GDPR commitment
Ambrose is committed to handling personal data in line with the EU and UK General Data Protection Regulation (GDPR). This page explains our roles, the rights available to individuals, and how to exercise them. See also our Privacy Policy, Compliance, and Sub-processors.
Our role
For personal data our customers put into Ambrose to run their agency, the customer is the data controller and Ambrose acts as a processor, processing that data only on the customer’s documented instructions. For the limited data we collect to run our own business (for example account and billing details), Ambrose is the controller.
Your rights
Subject to the GDPR, individuals may request to:
- Access the personal data we hold about them;
- Correct inaccurate or incomplete data;
- Delete their data (“right to erasure”);
- Restrict or object to certain processing;
- Receive their data in a portable format;
- Withdraw consent where processing is based on consent.
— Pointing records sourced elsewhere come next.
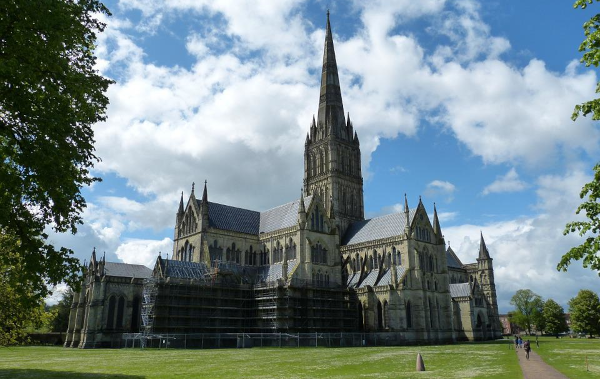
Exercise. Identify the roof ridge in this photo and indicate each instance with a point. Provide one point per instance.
(229, 206)
(284, 204)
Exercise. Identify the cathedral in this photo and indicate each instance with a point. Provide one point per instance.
(313, 265)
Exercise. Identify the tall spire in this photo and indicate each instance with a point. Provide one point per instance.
(483, 251)
(436, 223)
(331, 109)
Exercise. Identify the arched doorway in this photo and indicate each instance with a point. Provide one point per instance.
(361, 323)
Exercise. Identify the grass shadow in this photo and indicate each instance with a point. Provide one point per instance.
(36, 373)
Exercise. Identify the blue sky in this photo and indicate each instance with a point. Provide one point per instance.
(462, 102)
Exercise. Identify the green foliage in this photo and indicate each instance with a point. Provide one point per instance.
(16, 316)
(528, 308)
(60, 313)
(591, 57)
(479, 360)
(585, 312)
(554, 318)
(569, 356)
(50, 97)
(590, 248)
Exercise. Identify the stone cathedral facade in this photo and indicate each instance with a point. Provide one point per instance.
(311, 265)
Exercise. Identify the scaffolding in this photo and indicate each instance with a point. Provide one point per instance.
(223, 300)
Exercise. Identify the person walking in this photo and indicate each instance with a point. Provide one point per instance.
(527, 347)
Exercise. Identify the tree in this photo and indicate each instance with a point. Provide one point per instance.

If your data was provided to Ambrose by one of our customers (an agency), we will refer your request to that customer as the controller, and support them in fulfilling it.
Legal bases
We process personal data on the bases of performing our contract with you, our legitimate interests in operating and securing the service, your consent (where applicable, such as optional cookies), and compliance with legal obligations.
Data transfers
Ambrose hosts data in the United States on AWS. Where personal data is transferred from the EU/UK, we rely on appropriate safeguards such as the Standard Contractual Clauses. Protected health information is redacted and pseudonymized by our PHI Rail before any request reaches a destination not covered by a Business Associate Agreement.
Data Processing Agreement
A Data Processing Agreement (DPA), including SCCs and our current sub-processor list, is available to customers on request.
Retention & deletion
We retain personal data only as long as needed to provide the service or as required by law, and delete it in line with our retention and removal policy when an account is closed or a valid deletion request is completed.
How to make a request
Email privacy@hiambrose.com with your request and enough detail for us to verify your identity. We respond within the timeframes required by the GDPR. You also have the right to lodge a complaint with your local supervisory authority.